Although most experiments were done in glass-bottom 35 mm dishes in Fig. 6(d), we demonstrate that in the current configuration and for the FOV $\sim 19\times 15\mathrm{mm}$ ($26.9\mu \mathrm{m}$ per pixel), the system is compatible with other formats and can map four wells (from a 96-well plate) simultaneously. A different drug with effects on coupling and overall electrophysiology—an HDAC inhibitor, TSA was applied for 24 h at 100 nM concentration. Conduction slowing was documented in the TSA-treated samples, as seen in the activation maps. In one of the shown samples (E4), the conduction was slowed down sufficiently to sustain a rotating wave within a very small space (each well is 7 mm in diameter).

3.6.

Validation of Extensibility to Epi-Illumination

The oblique transillumination mode of imaging in the presented system works well with cultured iPSC-CMs, i.e., transparent monolayer samples. For the study of thicker, nontransparent samples in the future, we explored the possibility to reconfigure the system to an epi-fluorescent mode. Due to the modular design, this reconfiguring was straight-forward. Figure 6(e) illustrates the difference between the oblique transillumination and the epi-illumination configuration.
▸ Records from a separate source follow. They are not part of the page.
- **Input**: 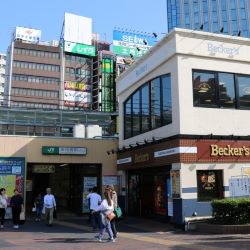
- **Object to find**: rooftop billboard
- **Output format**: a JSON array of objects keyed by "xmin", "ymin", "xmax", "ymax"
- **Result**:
[
  {"xmin": 113, "ymin": 30, "xmax": 155, "ymax": 57},
  {"xmin": 63, "ymin": 13, "xmax": 92, "ymax": 45},
  {"xmin": 13, "ymin": 27, "xmax": 42, "ymax": 42}
]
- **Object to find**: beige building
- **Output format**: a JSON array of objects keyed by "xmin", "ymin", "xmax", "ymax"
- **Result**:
[{"xmin": 0, "ymin": 136, "xmax": 119, "ymax": 213}]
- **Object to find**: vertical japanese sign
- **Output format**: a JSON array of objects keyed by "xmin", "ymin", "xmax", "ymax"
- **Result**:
[
  {"xmin": 0, "ymin": 157, "xmax": 25, "ymax": 197},
  {"xmin": 170, "ymin": 170, "xmax": 181, "ymax": 198},
  {"xmin": 64, "ymin": 81, "xmax": 91, "ymax": 107},
  {"xmin": 82, "ymin": 177, "xmax": 97, "ymax": 213},
  {"xmin": 101, "ymin": 58, "xmax": 115, "ymax": 112}
]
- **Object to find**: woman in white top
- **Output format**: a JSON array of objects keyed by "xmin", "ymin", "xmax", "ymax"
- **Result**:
[
  {"xmin": 94, "ymin": 190, "xmax": 115, "ymax": 242},
  {"xmin": 0, "ymin": 188, "xmax": 8, "ymax": 228}
]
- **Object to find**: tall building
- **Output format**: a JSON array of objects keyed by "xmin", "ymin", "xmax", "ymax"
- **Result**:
[
  {"xmin": 5, "ymin": 27, "xmax": 61, "ymax": 109},
  {"xmin": 167, "ymin": 0, "xmax": 250, "ymax": 37},
  {"xmin": 0, "ymin": 54, "xmax": 6, "ymax": 106}
]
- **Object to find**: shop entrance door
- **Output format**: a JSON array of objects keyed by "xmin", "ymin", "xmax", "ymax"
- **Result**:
[
  {"xmin": 128, "ymin": 174, "xmax": 141, "ymax": 215},
  {"xmin": 154, "ymin": 175, "xmax": 169, "ymax": 216}
]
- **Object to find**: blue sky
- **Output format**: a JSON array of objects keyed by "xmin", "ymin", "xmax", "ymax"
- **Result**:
[{"xmin": 0, "ymin": 0, "xmax": 167, "ymax": 53}]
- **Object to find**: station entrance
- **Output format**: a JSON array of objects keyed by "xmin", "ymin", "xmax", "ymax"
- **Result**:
[{"xmin": 26, "ymin": 163, "xmax": 101, "ymax": 214}]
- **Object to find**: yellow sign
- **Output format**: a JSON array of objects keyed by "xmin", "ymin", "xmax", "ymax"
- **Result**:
[
  {"xmin": 64, "ymin": 81, "xmax": 90, "ymax": 92},
  {"xmin": 0, "ymin": 175, "xmax": 16, "ymax": 197},
  {"xmin": 210, "ymin": 144, "xmax": 250, "ymax": 156}
]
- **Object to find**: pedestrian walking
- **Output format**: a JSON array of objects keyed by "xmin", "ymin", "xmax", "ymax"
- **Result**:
[
  {"xmin": 43, "ymin": 188, "xmax": 56, "ymax": 227},
  {"xmin": 10, "ymin": 189, "xmax": 24, "ymax": 229},
  {"xmin": 34, "ymin": 193, "xmax": 43, "ymax": 221},
  {"xmin": 93, "ymin": 189, "xmax": 115, "ymax": 242},
  {"xmin": 0, "ymin": 188, "xmax": 8, "ymax": 228},
  {"xmin": 107, "ymin": 185, "xmax": 118, "ymax": 239},
  {"xmin": 87, "ymin": 187, "xmax": 102, "ymax": 230}
]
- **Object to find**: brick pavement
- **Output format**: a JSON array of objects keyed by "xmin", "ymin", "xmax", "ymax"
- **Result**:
[{"xmin": 0, "ymin": 217, "xmax": 250, "ymax": 250}]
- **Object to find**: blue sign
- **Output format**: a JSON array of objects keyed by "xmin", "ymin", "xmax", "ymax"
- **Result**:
[{"xmin": 113, "ymin": 30, "xmax": 155, "ymax": 47}]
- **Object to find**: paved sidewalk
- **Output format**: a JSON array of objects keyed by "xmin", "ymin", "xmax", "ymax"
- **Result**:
[{"xmin": 0, "ymin": 215, "xmax": 250, "ymax": 250}]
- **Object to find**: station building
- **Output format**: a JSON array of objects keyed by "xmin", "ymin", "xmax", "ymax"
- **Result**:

We tested out how these two systems compare in terms of measured electrophysiological parameters from the same transparent iPSC-CMs monolayer. We quantified APD80, CTD80, and CV for both no ChR2 and ChR2 expressing samples at various pacing frequencies, using both modules, and compared the results. Control (no ChR2) results for APD80, CTD80, and CV are shown in Figs. 6(f) and 6(h); and results for ChR2-expressing samples are shown in Figs. 6(g) and 6(i). All measurements in Figs. 6(f)–6(i) show the characteristic restitution for both electrical and optical pacing. Note that in Figs. 6(h) and 6(i), the CVs of $V_m$ and $[{\mathrm{Ca}}^{2+}{]}_i$ are not distinguishable from each other due to them having similar values. Without further optimization, we found that the epi-illumination mode tended to produce noisier $V_m$ signals, which led to the corresponding APD80s to have larger uncertainties, especially at higher pacing frequencies. Overall, the epi-illumination results agree well with the transillumination, which verified that the epi-illumination configuration was functional and can be deployed in the future to study nontransparent samples, such as heart slices or whole hearts. Because of the thicker layer of cells from which photons are emitted, signals from heart slices or a whole heart are expected to be much stronger and easier to measure compared to the monolayer iPSC-CMs culture.